II. Hoy ha sido llevada al Cielo la Virgen, Madre de Dios; Ella es figura y primicia de la Iglesia que un día será glorificada; Ella es consuelo y esperanza de tu pueblo, todavía peregrino en la tierra (Misal Romano, Prefacio en la fiesta de la Asunción). ¡Qué seguridad, qué alegría posee el alma que en toda circunstancia se dirige a la Santísima Virgen con la sencillez y la confianza de un hijo con su madre! «Como un instrumento dócil en manos del Dios excelso escribe un Padre de la Iglesia, así desearía yo estar sujeto a la Virgen Madre, íntegramente dedicado a su servicio. Concédemelo, Jesús, Dios e Hijo del hombre, Señor de todas las cosas e Hijo de tu Esclava (…). Haz que yo sirva a tu Madre de modo que Tú me reconozcas por servidor; que Ella sea mi soberana en la tierra de modo que Tú seas mi Señor por toda la eternidad» (San Ildefonso de Toledo, Libro sobre la virginidad perpetua de Santa María). Pero hemos de examinar cómo es nuestro trato diario con Ella. ¿Cuánta devoción le hemos manifestado durante nuestra jornada, de la mañana a la noche? El ángelus, el Santo Rosario, las tres Avemarías de la noche…

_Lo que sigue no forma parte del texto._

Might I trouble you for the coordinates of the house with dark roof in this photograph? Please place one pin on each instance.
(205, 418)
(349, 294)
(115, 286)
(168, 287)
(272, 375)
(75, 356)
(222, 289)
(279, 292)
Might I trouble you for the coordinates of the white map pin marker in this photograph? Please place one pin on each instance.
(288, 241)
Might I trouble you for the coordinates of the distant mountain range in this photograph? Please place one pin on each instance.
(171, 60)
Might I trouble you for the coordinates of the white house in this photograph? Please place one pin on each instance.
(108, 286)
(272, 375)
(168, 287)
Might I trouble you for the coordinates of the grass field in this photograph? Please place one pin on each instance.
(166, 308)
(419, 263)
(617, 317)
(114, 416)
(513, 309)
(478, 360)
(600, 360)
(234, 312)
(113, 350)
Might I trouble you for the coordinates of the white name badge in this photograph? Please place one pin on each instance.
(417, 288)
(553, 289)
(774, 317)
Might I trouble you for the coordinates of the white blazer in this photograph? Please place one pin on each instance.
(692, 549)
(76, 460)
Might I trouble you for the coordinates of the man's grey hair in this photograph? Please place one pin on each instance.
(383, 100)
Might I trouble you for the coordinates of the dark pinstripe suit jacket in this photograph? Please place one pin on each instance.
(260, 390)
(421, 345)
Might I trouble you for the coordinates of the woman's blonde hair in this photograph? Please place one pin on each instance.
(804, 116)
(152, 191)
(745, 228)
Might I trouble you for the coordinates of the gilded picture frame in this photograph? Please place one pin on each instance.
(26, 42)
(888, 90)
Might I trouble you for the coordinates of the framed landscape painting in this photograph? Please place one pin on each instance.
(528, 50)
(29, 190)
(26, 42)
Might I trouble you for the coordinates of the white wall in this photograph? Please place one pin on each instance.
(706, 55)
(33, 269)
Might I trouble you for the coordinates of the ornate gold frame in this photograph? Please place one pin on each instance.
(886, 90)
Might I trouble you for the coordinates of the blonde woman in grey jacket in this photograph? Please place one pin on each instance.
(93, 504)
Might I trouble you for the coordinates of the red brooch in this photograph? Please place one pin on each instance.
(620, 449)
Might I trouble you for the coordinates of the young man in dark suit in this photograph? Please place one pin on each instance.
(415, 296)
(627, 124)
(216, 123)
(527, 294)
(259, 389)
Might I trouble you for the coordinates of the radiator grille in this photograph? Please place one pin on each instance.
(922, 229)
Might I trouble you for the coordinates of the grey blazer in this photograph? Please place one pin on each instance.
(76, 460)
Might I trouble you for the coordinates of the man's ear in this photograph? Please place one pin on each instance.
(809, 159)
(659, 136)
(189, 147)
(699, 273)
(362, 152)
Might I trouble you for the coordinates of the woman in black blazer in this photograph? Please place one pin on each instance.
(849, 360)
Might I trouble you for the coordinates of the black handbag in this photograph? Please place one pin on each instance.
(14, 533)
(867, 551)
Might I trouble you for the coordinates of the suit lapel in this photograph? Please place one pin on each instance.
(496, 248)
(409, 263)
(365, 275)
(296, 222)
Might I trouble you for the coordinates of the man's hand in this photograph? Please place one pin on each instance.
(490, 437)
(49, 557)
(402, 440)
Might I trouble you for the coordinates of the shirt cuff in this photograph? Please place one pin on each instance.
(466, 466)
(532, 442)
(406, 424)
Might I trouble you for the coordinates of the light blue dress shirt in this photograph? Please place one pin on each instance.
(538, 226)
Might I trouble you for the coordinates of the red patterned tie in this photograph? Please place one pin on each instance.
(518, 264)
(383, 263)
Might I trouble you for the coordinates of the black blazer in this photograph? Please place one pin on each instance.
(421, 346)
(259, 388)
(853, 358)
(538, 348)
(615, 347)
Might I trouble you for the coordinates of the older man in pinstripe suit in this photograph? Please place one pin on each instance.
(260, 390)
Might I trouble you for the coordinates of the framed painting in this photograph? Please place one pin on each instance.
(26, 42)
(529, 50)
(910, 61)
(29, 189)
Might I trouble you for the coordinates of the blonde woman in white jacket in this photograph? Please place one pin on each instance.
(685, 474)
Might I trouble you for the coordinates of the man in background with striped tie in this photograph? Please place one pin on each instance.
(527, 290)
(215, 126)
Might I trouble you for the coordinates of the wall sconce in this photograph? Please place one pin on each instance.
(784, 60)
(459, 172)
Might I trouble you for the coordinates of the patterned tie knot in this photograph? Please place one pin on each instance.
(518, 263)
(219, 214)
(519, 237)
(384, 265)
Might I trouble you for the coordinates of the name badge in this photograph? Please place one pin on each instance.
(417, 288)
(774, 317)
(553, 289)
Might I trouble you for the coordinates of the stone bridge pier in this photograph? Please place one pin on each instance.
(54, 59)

III. Dichoso el vientre de María, la Virgen, que llevó al Hijo del eterno Padre (Antífona de comunión de la Misa vespertina de la Vigilia). La Asunción de María es un precioso anticipo de nuestra resurrección y se funda en la resurrección de Cristo, que reformará nuestro cuerpo corruptible conformándolo a su cuerpo glorioso. Por eso nos recuerda también San Pablo en la Segunda lectura de la Misa: si la muerte llegó por un hombre (por el pecado de Adán), también por un hombre, Cristo, ha venido la resurrección. Por Él, todos volverán a la vida, pero cada uno a su tiempo: primero Cristo como primicia; después, cuando Él vuelva, todos los cristianos; después los últimos, cuando Cristo devuelva a Dios Padre su reino. La Solemnidad de hoy nos llena de confianza en nuestras peticiones. «Subió al Cielo nuestra Abogada, para que, como Madre del Juez y Madre de Misericordia, tratara los negocios de nuestra salvación» (San Bernardo, Homilía en la Asunción de la B. Virgen María). Ella alienta continuamente nuestra esperanza.